4 November 2013

Pflanzenproduktion und globaler Wandel

Wissenschaftler forschen an der Entschlüsselung und Steuerung von Bodenprozessen für neue Nutzungskonzepte von Böden

Wovon das Wachstum und die Stoffwechselaktivität von Bodenbakterien abhängen und wie diese die Entwicklung von Pflanzen beeinflussen, erforschen Wissenschaftler des Helmholtz Zentrums München in Kooperationen mit den Universitäten in Groningen und Lyon. Fragen dieser Art gewinnen zunehmend an Bedeutung: Ein ständig steigender Bedarf an Nahrungs- und Futtermitteln und der Anbau nachwachsender Rohstoffe erfordern neue Nutzungskonzepte für Böden. Zumal durch den Klimawandel in Zukunft zusätzliche Herausforderungen für die Landwirtschaft zu erwarten sind.

Die Wissenschaftler konnten zeigen, dass intensive landwirtschaftliche Nutzung von Böden den Wettbewerb um Nährstoffe zwischen Pflanzen und Mikroorganismen verschärft, falls Düngermenge und –art nicht den veränderten Gegebenheiten angepasst werden. Unter extremen klimatischen Bedingungen, wie sie immer häufiger auch in gemäßigten Breiten vorkommen, sind die anpassungsfähigeren Mikroorganismen den Pflanzen gegenüber klar im Vorteil und können deren Wachstum negativ beeinflussen.

„Ziel der Forschung ist es, die Prozesse im Boden zu entschlüsseln und so zu steuern, dass diese optimale Pflanzenerträge gewährleisten“, sagt Prof. Dr. Michael Schloter, Leiter der Abteilung Umweltgenomik am Helmholtz Zentrum München. „Der Boden ist vergleichbar mit einem Bioreaktor. Sobald wir diesen besser erfassen können, werden wir in der Lage sein, Strategien zu entwickeln, um Ein- und Austräge von Nährstoffen optimal an die Bedürfnisse der Pflanzen anzupassen“. Durch ihre Forschung ist es den Wissenschaftler bereits gelungen wichtige Bodenmikroorganismen zu identifizieren und deren Verhalten in Bezug auf Klima und landwirtschaftlichem Management zu verstehen.

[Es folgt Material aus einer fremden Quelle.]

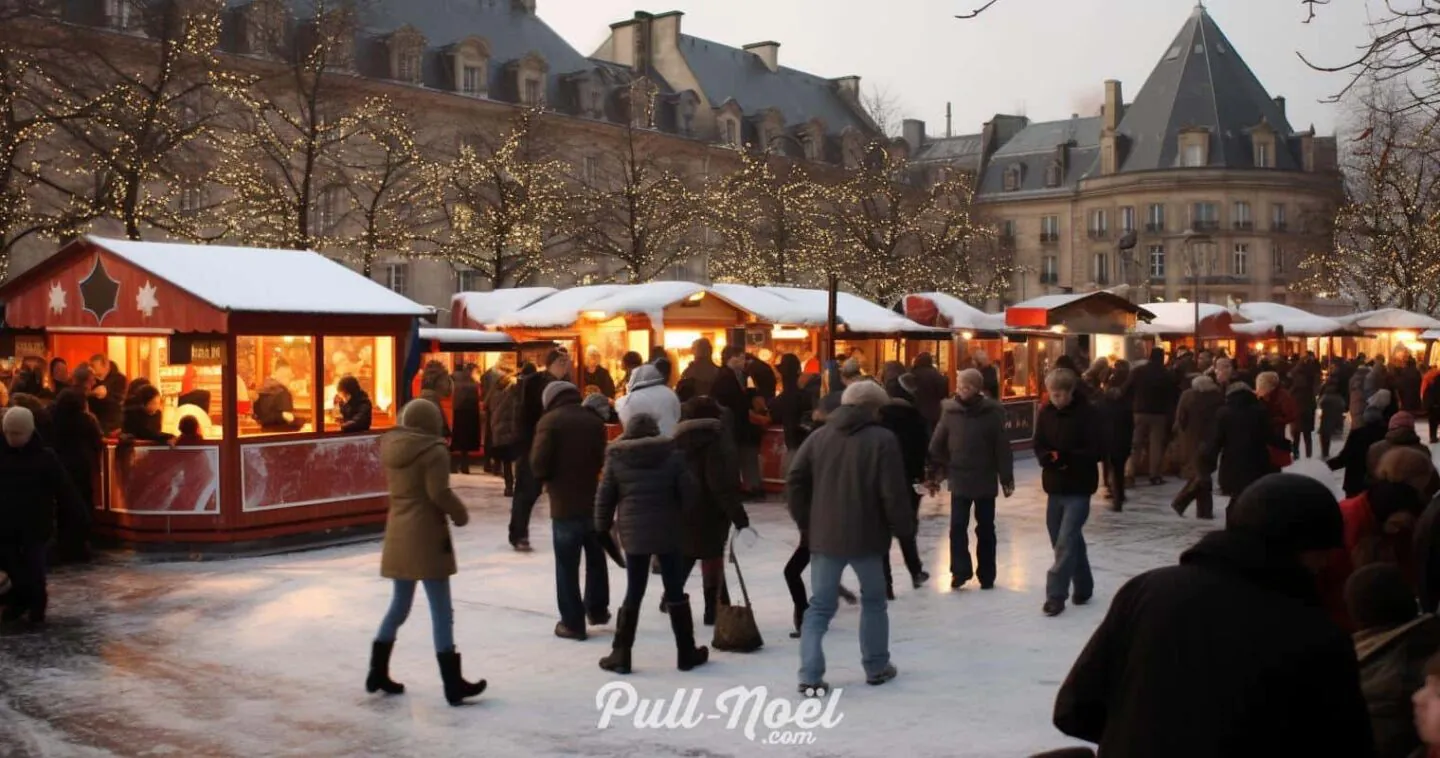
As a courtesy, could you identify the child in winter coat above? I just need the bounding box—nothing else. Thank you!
[1320,382,1349,458]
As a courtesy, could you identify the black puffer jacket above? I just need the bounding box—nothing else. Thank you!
[1054,532,1374,758]
[675,418,750,559]
[595,415,696,555]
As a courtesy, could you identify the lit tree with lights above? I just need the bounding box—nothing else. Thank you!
[575,78,706,282]
[338,99,445,277]
[706,150,834,285]
[438,108,576,290]
[215,0,383,249]
[1300,85,1440,314]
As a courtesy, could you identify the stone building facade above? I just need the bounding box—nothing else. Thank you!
[904,7,1342,311]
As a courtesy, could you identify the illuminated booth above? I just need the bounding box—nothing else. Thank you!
[0,236,429,550]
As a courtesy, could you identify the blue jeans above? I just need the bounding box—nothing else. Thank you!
[950,487,995,587]
[625,553,691,614]
[374,579,455,653]
[1045,494,1094,602]
[510,447,544,545]
[801,553,890,685]
[550,517,611,631]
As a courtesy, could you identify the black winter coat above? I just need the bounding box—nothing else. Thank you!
[1355,614,1440,758]
[929,396,1015,500]
[340,385,374,432]
[1201,391,1289,497]
[1054,532,1374,758]
[0,437,89,546]
[880,398,930,481]
[1035,397,1103,494]
[675,418,750,559]
[595,437,697,555]
[530,391,606,520]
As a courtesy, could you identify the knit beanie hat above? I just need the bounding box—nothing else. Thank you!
[1345,563,1420,630]
[540,382,580,411]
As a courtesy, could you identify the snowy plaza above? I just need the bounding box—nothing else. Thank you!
[0,454,1376,758]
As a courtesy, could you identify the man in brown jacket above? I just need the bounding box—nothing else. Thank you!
[786,380,916,696]
[530,382,611,640]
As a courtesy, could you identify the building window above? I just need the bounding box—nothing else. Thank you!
[1145,203,1165,232]
[1233,200,1256,232]
[1094,252,1110,287]
[1184,143,1205,169]
[1040,216,1060,242]
[1151,245,1165,280]
[1189,203,1220,232]
[1040,255,1060,284]
[1090,210,1110,239]
[459,66,485,95]
[384,264,410,295]
[395,50,420,84]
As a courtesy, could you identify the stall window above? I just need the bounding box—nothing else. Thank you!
[321,337,396,431]
[235,336,317,437]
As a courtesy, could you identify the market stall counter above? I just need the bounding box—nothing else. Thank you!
[0,236,431,553]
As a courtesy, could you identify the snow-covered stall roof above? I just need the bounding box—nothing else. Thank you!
[1236,303,1345,337]
[85,236,431,316]
[1135,303,1240,334]
[904,293,1005,331]
[1335,308,1440,331]
[420,327,516,353]
[451,287,559,327]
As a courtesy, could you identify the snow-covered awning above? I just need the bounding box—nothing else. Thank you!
[420,327,516,353]
[901,293,1005,331]
[1335,308,1440,331]
[1236,303,1345,337]
[1135,303,1243,339]
[451,287,559,329]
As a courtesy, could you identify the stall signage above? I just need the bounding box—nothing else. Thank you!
[1004,401,1035,442]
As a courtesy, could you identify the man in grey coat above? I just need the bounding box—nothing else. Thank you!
[786,382,916,696]
[930,369,1015,589]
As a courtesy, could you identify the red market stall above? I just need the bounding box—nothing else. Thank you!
[0,236,429,552]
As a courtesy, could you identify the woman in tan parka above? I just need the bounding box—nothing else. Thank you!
[364,399,485,705]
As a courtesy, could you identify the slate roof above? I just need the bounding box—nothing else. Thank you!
[680,35,868,134]
[978,117,1102,200]
[226,0,598,102]
[1120,7,1302,173]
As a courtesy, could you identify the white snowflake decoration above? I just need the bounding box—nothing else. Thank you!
[50,281,66,314]
[135,280,160,318]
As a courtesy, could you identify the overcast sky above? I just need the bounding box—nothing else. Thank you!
[537,0,1382,134]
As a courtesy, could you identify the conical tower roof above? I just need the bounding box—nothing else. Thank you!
[1119,6,1300,171]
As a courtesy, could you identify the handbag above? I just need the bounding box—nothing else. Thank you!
[710,538,765,653]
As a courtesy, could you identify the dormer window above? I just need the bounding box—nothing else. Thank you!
[1005,166,1024,192]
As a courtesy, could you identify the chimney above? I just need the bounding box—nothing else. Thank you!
[900,118,924,149]
[1104,79,1125,131]
[744,42,780,72]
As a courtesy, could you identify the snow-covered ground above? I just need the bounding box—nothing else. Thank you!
[0,455,1411,758]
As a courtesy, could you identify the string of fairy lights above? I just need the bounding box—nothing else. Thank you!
[0,0,1014,303]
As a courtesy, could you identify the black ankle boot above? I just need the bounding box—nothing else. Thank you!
[364,641,405,695]
[670,595,710,672]
[435,648,485,706]
[600,605,639,674]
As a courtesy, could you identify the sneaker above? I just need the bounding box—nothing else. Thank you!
[554,621,586,641]
[865,663,900,687]
[796,682,829,697]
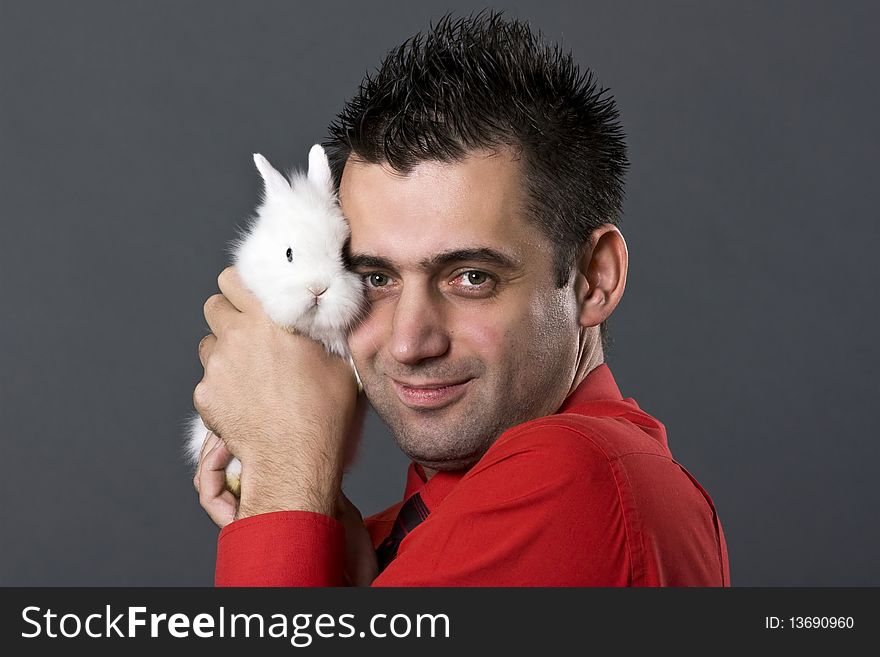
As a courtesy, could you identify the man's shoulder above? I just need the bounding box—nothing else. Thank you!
[486,412,671,469]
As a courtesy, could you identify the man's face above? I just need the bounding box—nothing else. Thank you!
[339,150,580,470]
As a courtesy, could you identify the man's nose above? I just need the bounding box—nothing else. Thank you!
[388,287,449,365]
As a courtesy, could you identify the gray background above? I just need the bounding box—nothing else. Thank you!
[0,0,880,586]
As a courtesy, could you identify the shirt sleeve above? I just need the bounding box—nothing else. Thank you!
[214,511,345,586]
[373,426,631,586]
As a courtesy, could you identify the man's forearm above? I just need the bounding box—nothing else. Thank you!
[236,438,342,520]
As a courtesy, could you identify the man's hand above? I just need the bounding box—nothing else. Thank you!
[193,433,238,529]
[193,267,358,524]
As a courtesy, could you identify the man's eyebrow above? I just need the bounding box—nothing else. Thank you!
[419,247,522,270]
[345,253,394,271]
[345,247,523,272]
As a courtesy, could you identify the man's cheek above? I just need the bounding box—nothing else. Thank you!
[348,309,384,369]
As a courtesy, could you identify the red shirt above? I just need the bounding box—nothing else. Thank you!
[216,364,730,586]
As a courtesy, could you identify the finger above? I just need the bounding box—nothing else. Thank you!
[199,440,238,528]
[217,267,263,313]
[203,294,241,335]
[193,429,220,492]
[199,333,217,368]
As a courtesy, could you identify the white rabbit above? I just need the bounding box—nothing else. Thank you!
[186,144,364,494]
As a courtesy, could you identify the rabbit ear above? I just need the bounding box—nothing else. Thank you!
[309,144,333,194]
[254,153,290,195]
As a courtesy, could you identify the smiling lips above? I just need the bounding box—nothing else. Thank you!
[391,379,472,409]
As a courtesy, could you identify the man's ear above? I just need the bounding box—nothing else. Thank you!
[574,224,629,326]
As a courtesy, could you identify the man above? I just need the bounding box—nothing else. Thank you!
[194,14,729,586]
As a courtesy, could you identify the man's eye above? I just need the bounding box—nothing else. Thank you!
[458,271,489,287]
[365,274,388,287]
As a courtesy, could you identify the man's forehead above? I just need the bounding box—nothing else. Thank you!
[339,150,533,262]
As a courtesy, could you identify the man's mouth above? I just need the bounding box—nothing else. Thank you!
[391,379,473,410]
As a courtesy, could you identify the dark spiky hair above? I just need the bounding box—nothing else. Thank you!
[325,11,627,342]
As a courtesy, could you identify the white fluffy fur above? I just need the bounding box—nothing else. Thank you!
[186,144,364,487]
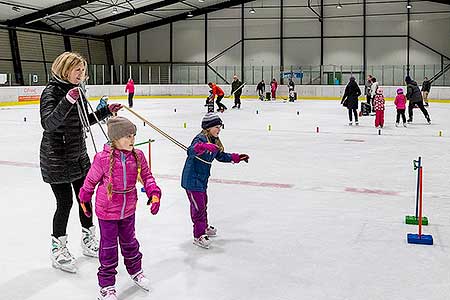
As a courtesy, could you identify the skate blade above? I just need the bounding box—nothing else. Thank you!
[52,262,77,274]
[192,241,209,249]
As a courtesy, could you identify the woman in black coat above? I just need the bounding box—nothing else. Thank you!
[341,76,361,126]
[40,52,121,272]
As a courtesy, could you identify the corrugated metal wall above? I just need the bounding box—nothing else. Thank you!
[17,31,47,85]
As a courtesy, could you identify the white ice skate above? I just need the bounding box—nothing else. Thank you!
[97,286,118,300]
[131,270,150,292]
[51,235,77,273]
[205,225,217,237]
[193,234,211,249]
[81,226,98,257]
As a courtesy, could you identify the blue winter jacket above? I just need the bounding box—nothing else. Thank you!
[181,133,231,192]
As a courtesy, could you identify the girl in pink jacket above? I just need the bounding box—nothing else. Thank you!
[125,78,134,108]
[373,87,385,128]
[394,88,406,127]
[79,117,161,300]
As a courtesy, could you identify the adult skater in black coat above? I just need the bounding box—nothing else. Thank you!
[341,76,361,126]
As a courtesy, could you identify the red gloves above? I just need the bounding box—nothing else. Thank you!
[231,153,250,164]
[108,103,123,114]
[194,142,219,155]
[147,195,160,215]
[66,87,80,104]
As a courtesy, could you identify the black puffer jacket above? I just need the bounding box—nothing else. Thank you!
[406,80,423,103]
[40,78,111,183]
[341,80,361,109]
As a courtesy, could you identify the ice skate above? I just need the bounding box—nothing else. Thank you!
[193,234,211,249]
[81,226,98,257]
[51,235,77,273]
[131,270,150,292]
[205,225,217,237]
[97,286,118,300]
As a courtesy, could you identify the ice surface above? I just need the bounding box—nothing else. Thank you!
[0,99,450,300]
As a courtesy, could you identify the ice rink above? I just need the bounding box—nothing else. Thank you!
[0,99,450,300]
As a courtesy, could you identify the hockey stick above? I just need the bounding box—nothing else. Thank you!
[123,105,212,165]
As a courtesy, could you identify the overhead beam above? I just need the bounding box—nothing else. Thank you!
[6,0,98,27]
[105,0,255,39]
[67,0,183,33]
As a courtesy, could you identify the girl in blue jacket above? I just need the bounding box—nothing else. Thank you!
[181,113,249,249]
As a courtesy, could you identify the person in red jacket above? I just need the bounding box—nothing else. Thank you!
[125,78,134,108]
[208,82,227,112]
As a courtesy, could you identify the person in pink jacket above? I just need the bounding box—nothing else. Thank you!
[373,87,385,128]
[270,78,278,100]
[394,88,406,127]
[125,78,134,108]
[79,117,161,300]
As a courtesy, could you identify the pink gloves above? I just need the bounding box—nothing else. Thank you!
[66,87,80,104]
[108,103,123,113]
[231,153,250,164]
[194,142,219,155]
[147,195,160,215]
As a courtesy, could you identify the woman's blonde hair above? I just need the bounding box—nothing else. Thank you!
[52,52,87,81]
[202,129,225,152]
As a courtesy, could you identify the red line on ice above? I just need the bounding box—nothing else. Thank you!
[345,187,398,196]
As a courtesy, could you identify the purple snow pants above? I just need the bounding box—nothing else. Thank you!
[186,190,208,238]
[97,214,142,288]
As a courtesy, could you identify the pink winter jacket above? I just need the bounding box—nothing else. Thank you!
[394,94,406,109]
[125,80,134,94]
[79,145,161,220]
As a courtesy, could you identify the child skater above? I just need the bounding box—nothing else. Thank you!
[205,90,214,112]
[181,113,249,249]
[373,87,384,128]
[80,117,161,300]
[394,88,406,127]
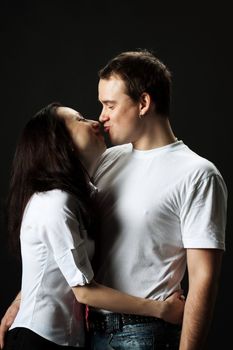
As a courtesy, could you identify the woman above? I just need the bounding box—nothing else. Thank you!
[1,103,184,350]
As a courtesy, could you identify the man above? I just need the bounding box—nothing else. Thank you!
[89,51,227,350]
[0,51,227,350]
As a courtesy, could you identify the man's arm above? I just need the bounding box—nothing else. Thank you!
[0,292,21,349]
[179,249,223,350]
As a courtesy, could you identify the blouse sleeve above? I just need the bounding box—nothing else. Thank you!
[44,200,94,287]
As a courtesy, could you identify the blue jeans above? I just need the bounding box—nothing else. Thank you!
[90,321,181,350]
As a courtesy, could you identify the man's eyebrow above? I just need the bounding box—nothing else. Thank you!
[99,100,116,104]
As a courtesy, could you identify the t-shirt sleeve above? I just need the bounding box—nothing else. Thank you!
[180,174,227,250]
[42,208,94,287]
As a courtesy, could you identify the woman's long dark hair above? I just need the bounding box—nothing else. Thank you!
[7,102,92,254]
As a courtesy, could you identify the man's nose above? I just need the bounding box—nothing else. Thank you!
[99,111,109,123]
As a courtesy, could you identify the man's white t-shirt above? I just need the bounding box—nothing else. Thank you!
[94,141,227,300]
[10,190,94,347]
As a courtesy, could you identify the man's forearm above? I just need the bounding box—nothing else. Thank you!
[179,274,217,350]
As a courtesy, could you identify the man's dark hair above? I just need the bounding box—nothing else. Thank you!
[98,50,171,116]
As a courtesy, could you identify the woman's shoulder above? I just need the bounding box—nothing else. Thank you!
[25,189,77,221]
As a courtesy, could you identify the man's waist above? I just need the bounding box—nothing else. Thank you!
[88,309,163,333]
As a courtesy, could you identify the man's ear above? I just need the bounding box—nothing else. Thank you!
[140,92,152,117]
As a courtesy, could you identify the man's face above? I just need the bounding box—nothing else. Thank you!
[98,75,141,145]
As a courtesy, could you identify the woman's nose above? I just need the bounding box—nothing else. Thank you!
[91,120,100,131]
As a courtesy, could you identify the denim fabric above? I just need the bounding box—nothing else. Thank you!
[90,321,181,350]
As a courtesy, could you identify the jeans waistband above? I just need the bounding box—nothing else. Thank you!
[88,311,162,333]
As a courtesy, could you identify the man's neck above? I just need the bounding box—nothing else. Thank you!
[132,116,177,151]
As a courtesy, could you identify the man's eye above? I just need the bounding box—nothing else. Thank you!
[76,115,87,122]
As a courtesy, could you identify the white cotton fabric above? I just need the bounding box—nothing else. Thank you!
[94,141,227,300]
[11,190,94,346]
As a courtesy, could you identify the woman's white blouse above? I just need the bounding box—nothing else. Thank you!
[11,190,94,346]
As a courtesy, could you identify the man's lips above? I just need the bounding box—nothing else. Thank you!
[104,126,110,132]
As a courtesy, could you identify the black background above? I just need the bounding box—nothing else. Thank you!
[0,0,233,350]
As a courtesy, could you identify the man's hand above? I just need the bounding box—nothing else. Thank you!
[0,299,20,349]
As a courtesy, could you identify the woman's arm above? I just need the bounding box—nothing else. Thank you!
[0,292,21,349]
[72,281,185,324]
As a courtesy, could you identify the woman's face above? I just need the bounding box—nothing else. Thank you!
[57,107,106,171]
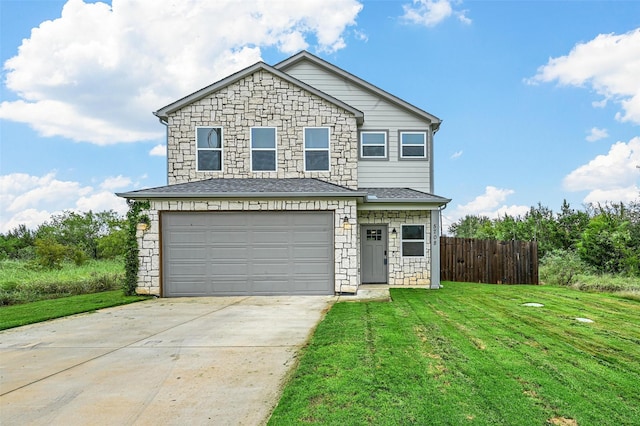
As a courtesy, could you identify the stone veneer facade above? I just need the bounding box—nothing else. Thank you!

Dieses Wissen gilt es nun zu nutzen, um Interaktionen zwischen Mikroorganismen und Pflanzen so zu verbessern, dass Erträge in Abhängigkeit von den jeweiligen Standorteigenschaften optimiert werden können. Dazu zählen zum Beispiel Fragen, inwieweit in Zukunft verstärkt Nährstoffvorräte aus dem Unterboden genutzt werden können. „Erste Ergebnisse hierzu, die im Rahmen von Kurzzeitversuchen erzielt wurden, erscheinen erfolgsversprechend“, sagt Schloter. „Nun müssen diese Aussagen in Langzeitversuchen überprüft werden“.

Weitere Informationen

Das Helmholtz Zentrum München verfolgt als deutsches Forschungszentrum für Gesundheit und Umwelt das Ziel, personalisierte Medizin für die Diagnose, Therapie und Prävention weit verbreiteter Volkskrankheiten wie Diabetes mellitus und Lungenerkrankungen zu entwickeln. Dafür untersucht es das Zusammenwirken von Genetik, Umweltfaktoren und Lebensstil. Der Hauptsitz des Zentrums liegt in Neuherberg im Norden Münchens. Das Helmholtz Zentrum München beschäftigt rund 2.000 Mitarbeiter und ist Mitglied der Helmholtz-Gemeinschaft, der 18 naturwissenschaftlich-technische und medizinisch-biologische Forschungszentren mit rund 34.000 Beschäftigten angehören. Das Helmholtz Zentrum München ist Partner im Deutschen Zentrum für Diabetesforschung e.V.

Die selbstständige Abteilung Umweltgenomik (EGEN) untersucht die Struktur und Funktion mikrobieller Gemeinschaften im Boden und identifiziert abiotische und biotische Parameter die Abundanz, Diversität und Aktivität der entsprechenden Mikrobiome steuern. Das Ziel ist, die genetischen Ressourcen des Bodenmikroflora für eine nachhaltige Bioökonomie besser nutzbar zu machen. EGEN gehört dem Department of Environmental Sciences an.